あらすじ

秘密情報部員のグラント(主人公)は、対立国の有力科学者ベネシュの亡命の手引に成功した。しかし、移送の途中で敵の襲撃を受けたベネシュは脳に損傷を受けてしまった。

脳の損傷部位は外部手術では手が出せない位置にある。ベネシュを救うために極秘の縮小化技術で人間と潜航艇を縮小し体内から脳に向かって手術を行うとなった。

しかし、物質の縮小化には1時間のタイムリミットがある。

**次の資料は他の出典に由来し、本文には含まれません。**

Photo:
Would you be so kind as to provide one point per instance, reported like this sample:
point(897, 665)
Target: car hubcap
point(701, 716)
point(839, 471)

果たして時間内に手術を終え体外に出ることはできるのか。

評価 review_4

神秘的な体内

グラントたちは血管の中やリンパ管の中を通って脳を目指します。ミクロの視点から移動中の体内の様子を描写するんですが、なかなか幻想的です。例えば、白血球はこんな感じです。

それは巨大な乳白色のもので、脈打っていた。表面は粒状で、その乳白色の内側に黒くキラキラするものがある。その黒い小さな核のひらめきは非常に強烈なので、全体が光ならぬ光で目のくらむほど輝いているようだ。

縮小化が一般的に普及した体内観光ツアーとかできそうです。見どころ一杯で飽きそうにありません。心臓を通過する動脈のコースなんかスリル満点で人気アトラクションまちがいなしです。

トラブルでも諦めない

脳を目指す一行ですが、スムーズに到達できません。穏やかな静脈の中を進んでいたのですが、途中で動静脈瘻(動脈と静脈がつながっている穴)から動脈に入ってしまい、激しく鼓動している心臓を通過するハメになります。

その他にも機材の不調などトラブル続きです。最後までダレることなく読み進められる一冊です。